In Athens there are about 2,000 Jews, most of whom have come there from Salonica, Constantinople and Smyrna. By profession they are merchants and brokers. They are very indifferent to spiritual matters. There are no signs of any Jewish life among them, to say nothing of Zionist activities. One can hardly find a Jew who talks and understands Hebrew. Besides Kavalla, where the Jewish community numbers about 6,000 souls, there are also small Jewish communities in Drama, Serres and Xanthi.
BALKANS CENTER OF JUDAISM
When one speaks of Judaism in Greece one really means Salonica where the Jews, not only because of their numbers but also because of their achievements in a cultural, national and humanitarian way, play a prominent role. Although Salonica too isn’t what it was once, what it was under Turkish rule when the Jews formed a majority of the city population and with the power of numbers and prosperity virtually ruled the city, nevertheless Salonica, even today, is one of the most important Jewish centers inthe Balkans.
The Zionist Organization is quite strong there, counting a membership of 3,000. These are divided into Mizrachists, General Zionists and Revisionists. The Mizrachi is the strongest group of the three. There are no anti-Zionists in Salonica.
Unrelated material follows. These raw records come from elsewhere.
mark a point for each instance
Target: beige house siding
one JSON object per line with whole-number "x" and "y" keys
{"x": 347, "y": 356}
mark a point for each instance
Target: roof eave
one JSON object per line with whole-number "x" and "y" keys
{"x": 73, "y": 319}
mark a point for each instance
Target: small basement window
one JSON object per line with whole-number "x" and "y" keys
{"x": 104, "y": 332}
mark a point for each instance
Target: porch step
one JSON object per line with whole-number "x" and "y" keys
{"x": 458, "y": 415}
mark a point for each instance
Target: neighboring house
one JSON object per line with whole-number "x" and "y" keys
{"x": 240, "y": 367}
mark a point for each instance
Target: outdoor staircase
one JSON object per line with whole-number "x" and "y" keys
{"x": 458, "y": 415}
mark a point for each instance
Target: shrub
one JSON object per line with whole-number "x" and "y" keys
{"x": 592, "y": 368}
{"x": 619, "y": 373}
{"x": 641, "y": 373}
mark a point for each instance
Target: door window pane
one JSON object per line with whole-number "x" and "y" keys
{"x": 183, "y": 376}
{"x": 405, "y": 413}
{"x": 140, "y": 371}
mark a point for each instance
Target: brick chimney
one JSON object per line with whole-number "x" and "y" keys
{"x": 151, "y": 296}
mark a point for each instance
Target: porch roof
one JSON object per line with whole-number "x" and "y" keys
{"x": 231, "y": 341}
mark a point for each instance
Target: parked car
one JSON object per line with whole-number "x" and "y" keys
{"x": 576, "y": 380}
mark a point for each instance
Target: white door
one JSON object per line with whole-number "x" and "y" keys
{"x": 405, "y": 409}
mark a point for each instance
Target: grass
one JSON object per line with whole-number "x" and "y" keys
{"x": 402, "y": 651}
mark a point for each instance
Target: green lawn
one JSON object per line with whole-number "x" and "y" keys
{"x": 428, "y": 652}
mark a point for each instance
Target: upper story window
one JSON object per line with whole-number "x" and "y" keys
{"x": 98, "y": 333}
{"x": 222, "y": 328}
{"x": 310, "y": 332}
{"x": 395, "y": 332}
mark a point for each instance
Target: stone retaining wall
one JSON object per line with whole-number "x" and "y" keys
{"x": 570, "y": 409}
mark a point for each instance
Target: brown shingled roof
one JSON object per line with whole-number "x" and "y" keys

There is quite a widespread knowledge of the Hebrew language, together with the Sephardic Ladino, in Salonica. For me the Hebrew language was the only means of communicating with them. There are about a dozen Jewish schools where Ladino and Hebrew are the languages of instruction and a number of Hebrew kindergartens, which are led by a Palestinian young lady from Metullah. The Hebrew-speaking club meets every Saturday, when lectures and discussions are conducted under the chairmanship of Deputy Bessantschi and Mr. Florentin. The economic situation of the Jews of Salonica is extremely unfavorable.
Because of the Hellenization of the city, many Jewish businesses were ruined and many Jews have been forced to emigrate, among them the famous “Hamale,” or Jewish dockyard workers, who were strict Sabbath observers. No ship that entered the Salonica harbor on the Sabbath at that time could unload its cargo on that day. Today there is no more “Hamale.” Almost all of these harbor workers have emigrated or have taken to other occupations. The rest, who still cling to their jobs at the dockyards, must work on Saturday.
After the great fire of 1917, which laid waste the entire Jewish quarter of Salonica, together with the great Central Synagogue, which was one of the landmarks of the near East, and 70 other synagogues, the Jewish quarters were built. Each one of these now has a synagogue, a school and a kindergarten. The largest of these quarters I visited in the company of the Zionist leader, David Florentin. It is located on the land which the Italian section of the Eastern armies of the Allies occupied during the World War, and stretches over an area of 1,200 hectares. Here about 900 homes have been built during the past few years, in which about 5,000 people live. The entire quarter is the property of the Jewish Community, which rents the homes. It contains, besides a synagogue, school and kindergarten, also a large hospital, which was erected years ago with the money furnished by the Ica. It is also worth mentioning that in this section there is a thoroughfare called Nordau Street. However, this street was not so named to honor the great Zionist leader, Max Nordau, but another Nordau who was a great Greek patriot.